Another cheat, since I figure many of you have seen or at least heard of this one, thanks to the fact that it stars Steve McQueen. It was one of those double-feature horror movies of the '50s that I remember seeing in the theater. Even at the time, I thought that Steve McQueen and Aneta Corsaut (Miss Crump!) were the world's oldest teenagers.
When the movie opens, their necking in the local lover's lane is interrupted by the fall of a meteor. Steve wants to go look for it. Meanwhile a farmer has poked at the fallen object with a stick, breaking it open and allowint the little blob to emerge. Before he knows it, the blob has attached itself to him. Steve and Aneta arrive in time to take the man to the local doctor and then go back to see if there's anything else at the site. When they get back to the doctor's house, the blog has pretty much inhaled everything and everybody, growing bigger all the time.
Steve and Aneta try to warn the town, but nobody believes their crazy story. Then we get a series of blob attacks. Finally, after the blob has scarfed up a theater full of kids, people believe. Too bad that Steve, Aneta, and a couple of others are trapped in a building that's being ingested by the blob. Do they escape? I ain't telling.

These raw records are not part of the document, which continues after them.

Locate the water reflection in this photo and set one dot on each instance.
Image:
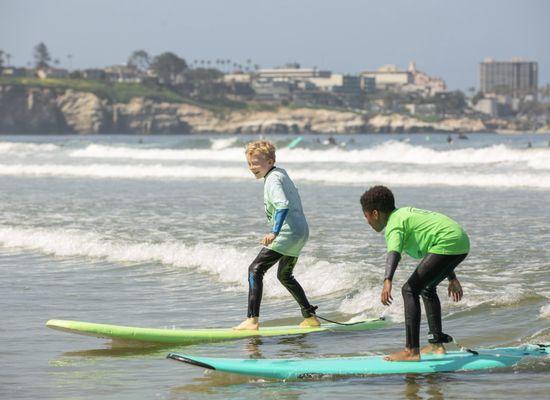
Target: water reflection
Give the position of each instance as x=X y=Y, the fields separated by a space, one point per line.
x=430 y=384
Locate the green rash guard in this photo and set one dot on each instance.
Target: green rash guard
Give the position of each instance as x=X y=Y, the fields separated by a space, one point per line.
x=280 y=193
x=419 y=232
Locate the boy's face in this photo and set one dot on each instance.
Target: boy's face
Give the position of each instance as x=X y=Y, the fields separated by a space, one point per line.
x=375 y=220
x=259 y=164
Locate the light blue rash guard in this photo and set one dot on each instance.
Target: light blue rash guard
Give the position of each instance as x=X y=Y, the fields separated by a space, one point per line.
x=281 y=194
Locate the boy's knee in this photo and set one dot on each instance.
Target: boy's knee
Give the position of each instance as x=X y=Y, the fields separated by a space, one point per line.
x=255 y=270
x=428 y=293
x=284 y=276
x=408 y=290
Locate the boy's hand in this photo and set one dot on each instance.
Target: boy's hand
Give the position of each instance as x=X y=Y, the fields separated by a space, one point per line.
x=268 y=239
x=385 y=297
x=455 y=289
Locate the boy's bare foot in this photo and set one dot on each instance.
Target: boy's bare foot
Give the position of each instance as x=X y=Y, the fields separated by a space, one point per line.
x=310 y=322
x=404 y=355
x=249 y=324
x=433 y=349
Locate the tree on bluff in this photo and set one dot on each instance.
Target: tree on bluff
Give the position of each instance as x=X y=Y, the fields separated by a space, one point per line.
x=139 y=59
x=41 y=56
x=168 y=66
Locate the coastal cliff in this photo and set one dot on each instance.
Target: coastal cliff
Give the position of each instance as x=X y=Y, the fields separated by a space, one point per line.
x=43 y=110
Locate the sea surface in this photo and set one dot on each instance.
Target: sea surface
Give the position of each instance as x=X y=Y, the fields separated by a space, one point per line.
x=158 y=231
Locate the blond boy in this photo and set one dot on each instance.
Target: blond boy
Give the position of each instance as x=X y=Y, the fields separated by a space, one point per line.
x=289 y=234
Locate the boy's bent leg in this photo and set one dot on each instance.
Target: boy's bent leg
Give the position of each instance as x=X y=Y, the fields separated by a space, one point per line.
x=265 y=259
x=286 y=277
x=435 y=268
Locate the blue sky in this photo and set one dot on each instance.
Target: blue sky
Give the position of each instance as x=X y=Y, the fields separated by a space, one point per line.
x=445 y=38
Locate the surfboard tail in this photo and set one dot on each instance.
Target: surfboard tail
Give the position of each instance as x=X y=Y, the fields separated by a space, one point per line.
x=189 y=360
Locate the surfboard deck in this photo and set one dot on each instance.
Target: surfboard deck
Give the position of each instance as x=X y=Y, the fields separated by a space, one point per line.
x=191 y=336
x=369 y=365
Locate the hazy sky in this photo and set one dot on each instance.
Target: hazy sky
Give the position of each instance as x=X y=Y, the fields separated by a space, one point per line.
x=445 y=38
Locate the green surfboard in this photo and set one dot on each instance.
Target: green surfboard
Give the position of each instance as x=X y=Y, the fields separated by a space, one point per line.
x=190 y=336
x=370 y=365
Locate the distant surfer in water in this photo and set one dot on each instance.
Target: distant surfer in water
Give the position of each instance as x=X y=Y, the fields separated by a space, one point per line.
x=289 y=234
x=440 y=242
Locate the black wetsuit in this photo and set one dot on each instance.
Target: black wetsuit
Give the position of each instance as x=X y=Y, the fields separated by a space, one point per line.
x=423 y=282
x=265 y=260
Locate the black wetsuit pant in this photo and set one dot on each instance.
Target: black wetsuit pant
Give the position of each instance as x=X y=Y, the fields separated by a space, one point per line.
x=423 y=282
x=265 y=260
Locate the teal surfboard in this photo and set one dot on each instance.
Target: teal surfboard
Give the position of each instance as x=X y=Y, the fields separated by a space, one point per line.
x=190 y=336
x=371 y=365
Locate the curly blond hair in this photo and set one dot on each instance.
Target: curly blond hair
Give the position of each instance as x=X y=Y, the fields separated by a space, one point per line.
x=264 y=147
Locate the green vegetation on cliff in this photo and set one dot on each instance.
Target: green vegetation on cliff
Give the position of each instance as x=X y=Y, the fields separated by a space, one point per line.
x=116 y=92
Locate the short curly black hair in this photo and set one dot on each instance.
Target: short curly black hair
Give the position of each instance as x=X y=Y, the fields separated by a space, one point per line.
x=378 y=198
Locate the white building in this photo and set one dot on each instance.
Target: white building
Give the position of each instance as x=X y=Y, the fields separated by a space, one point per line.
x=388 y=75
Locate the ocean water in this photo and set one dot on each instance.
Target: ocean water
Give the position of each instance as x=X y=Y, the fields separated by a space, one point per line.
x=158 y=231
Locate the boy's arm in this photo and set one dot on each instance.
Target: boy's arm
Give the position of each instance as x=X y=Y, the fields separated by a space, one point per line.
x=280 y=215
x=392 y=260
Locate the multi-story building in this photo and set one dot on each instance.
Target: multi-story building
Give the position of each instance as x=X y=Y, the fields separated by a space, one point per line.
x=517 y=78
x=291 y=74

I thought this was great when I saw it, and it's still fun. Seeing McQueen jump into his dandy convertible is worth the price of admission all by itself. And then there's the title tune, which I can still sing even after 55 years. "Beware of the blob, it creeps and leaps . . . ."
4 comments:
I used to sell books to the late (great) Aneta Corsaut and whenever she'd call I'd have an urge to ask her about this or Andy Griffith.
But I didn't.
Jeff
The Phoenixville, PA theater where the cinema scene was filmed still has an annual BlobFest. Someone really should film THE CLONE by Kate Wilhelm and Ted Thomas...but at least we can still read it...much as with Joseph Payne Brennan's "Slime"...
I wasn't able to see this movie on its first run thanks to the B in the ticket booth at the Strand Theatre. She rightly figured out I was under twelve years old and wouldn't sell me a ticket. If I had known where she had parked her car that day, I might have keyed it if she had a car and if I had carried keys and if I even knew what keying a car was all about.
I saw at a drive in theater. Not sure if I stayed awake til the end. I was only 9 at the time.